Il ressort du procès-verbal d’échange téléphonique entre l’agent assermenté de la caisse et la responsable sécurité de l’entreprise que :
— le lavage manuel des cuves Europe, qui implique des mouvements sans soutien de l’épaule gauche à un angle supérieur à 90°, représente 50% du temps de travail du salarié ;
— le lavage des caisses, qui représente 40% de son temps de travail, implique également des mouvements sans soutien de l’épaule gauche à un angle supérieur à 60° mais également à 90° pour la partie haute des palettes, l’angle diminuant au fur et à mesure avec la diminution de la hauteur des palettes ;
— le ravitaillement en gel hydroalcoolique, qui comporte des mouvements de l’épaule sans soutien avec un supérieur à 60°, représente 10% du temps de travail du salarié.
En définitive, l’employeur reconnaît que pour chacune des ces tâches, le salarié effectue des mouvements avec le bras décollé du corps d’au moins 60° voire 90° sans soutien. S’il reproche à la caisse de ne pas suffisamment démontrer que ces mouvements seraient suffisamment fréquemment accomplis par le salarié pour remplir la condition posée par le tableau n°57A, il ne conteste pas les déclarations du salarié détaillant précisément chacun des gestes effectué pour réaliser la tâche attendue. Or, les gestes ainsi décrits sont des gestes manuels qui supposent des mouvements décollé du bras sans soutien.
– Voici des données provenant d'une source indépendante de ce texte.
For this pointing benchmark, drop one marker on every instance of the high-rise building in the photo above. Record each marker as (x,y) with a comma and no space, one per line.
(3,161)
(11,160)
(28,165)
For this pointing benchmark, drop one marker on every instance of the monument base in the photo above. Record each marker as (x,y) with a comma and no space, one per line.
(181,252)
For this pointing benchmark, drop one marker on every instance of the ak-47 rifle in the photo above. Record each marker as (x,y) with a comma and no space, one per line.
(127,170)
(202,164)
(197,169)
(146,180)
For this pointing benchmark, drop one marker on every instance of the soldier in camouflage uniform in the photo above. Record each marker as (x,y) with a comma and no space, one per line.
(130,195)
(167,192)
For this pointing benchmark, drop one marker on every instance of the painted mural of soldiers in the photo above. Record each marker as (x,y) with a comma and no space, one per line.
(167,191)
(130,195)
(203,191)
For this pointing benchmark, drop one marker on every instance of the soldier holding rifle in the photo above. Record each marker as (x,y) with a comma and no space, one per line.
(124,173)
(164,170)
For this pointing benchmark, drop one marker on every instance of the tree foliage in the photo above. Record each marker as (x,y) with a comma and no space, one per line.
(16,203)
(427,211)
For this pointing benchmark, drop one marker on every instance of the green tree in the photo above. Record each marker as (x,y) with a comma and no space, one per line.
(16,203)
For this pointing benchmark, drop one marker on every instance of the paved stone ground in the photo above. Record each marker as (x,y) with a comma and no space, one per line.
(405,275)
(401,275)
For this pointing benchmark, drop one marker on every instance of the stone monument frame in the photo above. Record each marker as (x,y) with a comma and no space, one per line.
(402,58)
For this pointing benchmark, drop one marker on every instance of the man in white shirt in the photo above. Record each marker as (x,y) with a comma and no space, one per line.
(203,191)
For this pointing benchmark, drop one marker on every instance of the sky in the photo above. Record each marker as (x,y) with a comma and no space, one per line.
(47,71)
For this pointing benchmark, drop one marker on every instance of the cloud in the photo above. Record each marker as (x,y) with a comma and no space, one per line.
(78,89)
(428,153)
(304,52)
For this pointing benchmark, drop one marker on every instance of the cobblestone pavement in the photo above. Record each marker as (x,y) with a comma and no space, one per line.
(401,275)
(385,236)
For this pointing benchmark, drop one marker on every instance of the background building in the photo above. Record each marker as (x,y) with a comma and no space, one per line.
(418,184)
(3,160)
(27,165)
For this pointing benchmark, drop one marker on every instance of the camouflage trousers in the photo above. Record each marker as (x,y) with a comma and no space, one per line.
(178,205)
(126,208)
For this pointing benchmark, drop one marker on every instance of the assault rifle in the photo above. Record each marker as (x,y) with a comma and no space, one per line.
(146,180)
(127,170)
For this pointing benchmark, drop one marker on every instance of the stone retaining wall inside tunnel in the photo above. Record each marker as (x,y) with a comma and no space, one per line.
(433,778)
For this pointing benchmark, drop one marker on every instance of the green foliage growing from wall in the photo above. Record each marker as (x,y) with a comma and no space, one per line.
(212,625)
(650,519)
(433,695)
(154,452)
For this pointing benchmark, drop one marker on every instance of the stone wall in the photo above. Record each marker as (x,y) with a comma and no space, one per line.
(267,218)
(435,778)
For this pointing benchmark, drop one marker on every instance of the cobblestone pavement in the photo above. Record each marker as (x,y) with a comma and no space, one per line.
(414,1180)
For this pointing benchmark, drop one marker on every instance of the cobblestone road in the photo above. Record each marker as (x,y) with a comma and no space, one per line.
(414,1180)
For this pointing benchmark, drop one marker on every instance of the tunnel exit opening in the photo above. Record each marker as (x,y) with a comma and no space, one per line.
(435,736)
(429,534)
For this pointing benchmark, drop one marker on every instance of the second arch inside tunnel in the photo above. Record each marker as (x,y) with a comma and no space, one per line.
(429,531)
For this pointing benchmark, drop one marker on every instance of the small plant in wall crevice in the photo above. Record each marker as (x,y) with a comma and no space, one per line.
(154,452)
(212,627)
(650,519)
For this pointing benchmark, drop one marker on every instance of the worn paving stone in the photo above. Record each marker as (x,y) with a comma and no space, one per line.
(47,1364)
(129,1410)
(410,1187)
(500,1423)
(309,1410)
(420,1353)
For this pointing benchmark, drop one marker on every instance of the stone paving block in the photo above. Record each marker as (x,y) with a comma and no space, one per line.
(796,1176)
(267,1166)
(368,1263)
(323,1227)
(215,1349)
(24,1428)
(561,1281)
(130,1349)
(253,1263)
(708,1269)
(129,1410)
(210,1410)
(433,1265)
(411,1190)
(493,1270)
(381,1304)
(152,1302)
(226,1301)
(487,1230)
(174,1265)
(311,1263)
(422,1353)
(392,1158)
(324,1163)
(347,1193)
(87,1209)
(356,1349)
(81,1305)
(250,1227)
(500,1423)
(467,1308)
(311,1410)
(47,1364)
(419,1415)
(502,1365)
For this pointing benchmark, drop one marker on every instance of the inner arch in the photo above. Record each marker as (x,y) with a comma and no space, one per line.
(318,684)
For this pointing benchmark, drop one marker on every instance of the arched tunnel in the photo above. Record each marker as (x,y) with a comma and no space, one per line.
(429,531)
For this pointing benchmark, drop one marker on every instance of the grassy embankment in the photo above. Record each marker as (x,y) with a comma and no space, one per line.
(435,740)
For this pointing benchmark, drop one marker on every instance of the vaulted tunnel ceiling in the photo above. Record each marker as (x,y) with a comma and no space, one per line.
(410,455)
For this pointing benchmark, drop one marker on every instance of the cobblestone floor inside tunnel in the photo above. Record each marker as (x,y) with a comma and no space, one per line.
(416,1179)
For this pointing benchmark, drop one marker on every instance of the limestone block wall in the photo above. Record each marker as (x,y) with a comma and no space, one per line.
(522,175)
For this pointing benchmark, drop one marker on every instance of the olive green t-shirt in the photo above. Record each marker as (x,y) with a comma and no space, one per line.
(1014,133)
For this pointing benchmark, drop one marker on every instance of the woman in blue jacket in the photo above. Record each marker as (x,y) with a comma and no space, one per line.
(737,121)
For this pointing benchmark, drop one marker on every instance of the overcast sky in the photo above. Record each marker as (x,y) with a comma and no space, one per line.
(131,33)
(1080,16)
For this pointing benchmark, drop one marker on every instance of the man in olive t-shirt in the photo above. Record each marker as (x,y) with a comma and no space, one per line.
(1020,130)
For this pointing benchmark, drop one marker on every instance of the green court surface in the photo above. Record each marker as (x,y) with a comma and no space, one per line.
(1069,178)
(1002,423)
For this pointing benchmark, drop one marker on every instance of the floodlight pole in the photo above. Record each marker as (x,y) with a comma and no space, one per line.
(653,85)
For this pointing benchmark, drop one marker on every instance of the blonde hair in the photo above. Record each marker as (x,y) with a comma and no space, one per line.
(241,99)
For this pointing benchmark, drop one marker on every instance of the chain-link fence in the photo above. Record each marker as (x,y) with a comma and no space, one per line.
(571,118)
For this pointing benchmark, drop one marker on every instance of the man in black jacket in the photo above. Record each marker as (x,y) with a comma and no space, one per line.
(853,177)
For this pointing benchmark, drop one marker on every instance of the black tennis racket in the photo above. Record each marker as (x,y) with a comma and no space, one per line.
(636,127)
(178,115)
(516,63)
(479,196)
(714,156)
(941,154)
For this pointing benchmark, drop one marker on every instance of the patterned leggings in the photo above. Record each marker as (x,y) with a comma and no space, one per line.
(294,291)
Dans ces conditions, la caisse établit bien la réalisation des gestes pathogènes avec la fréquence exigée par le tableau n°57A.
Par conséquent, l’employeur sera débouté de l’ensemble de ses demandes et la décision de la caisse de prendre en charge la tendinopathie chronique de la coiffe des rotateurs de l’épaule gauche du salarié au titre du tableau n°57A des maladies professionnelles lui sera déclarée opposable.
Sur les dépens et les frais irrépétibles
L’employeur succombant, il sera condamné aux entiers dépens.
Il convient de faire supporter par l’employeur les frais irrépétibles engagés par la caisse pour faire reconnaître ses droits et en conséquence il y a lieu de le condamner à payer à la caisse la somme de 800 euros sur le fondement de l’article 700 du code de procédure civile.
PAR CES MOTIFS
Le tribunal statuant après en avoir délibéré conformément à la loi, publiquement, par mise à disposition au greffe, par jugement contradictoire et en premier ressort,
DÉBOUTE la SAS [9] de l’ensemble de ses demandes ;
DÉCLARE opposable à la SAS [9] la décision de la [5] de prendre en charge, au titre de la législation professionnelle, la rupture de la coiffe des rotateurs de l’épaule gauche de M. [G] [D] du 11 avril 2022 inscrite au tableau n°57A des maladies professionnelles ;
CONDAMNE la SAS [9] aux entiers dépens de l’instance ;
CONDAMNE la SAS [9] à payer à la [5] la somme de 800 euros au titre de l’article 700 du code de procédure civile.
Ainsi jugé et prononcé les jour, mois et an susdits.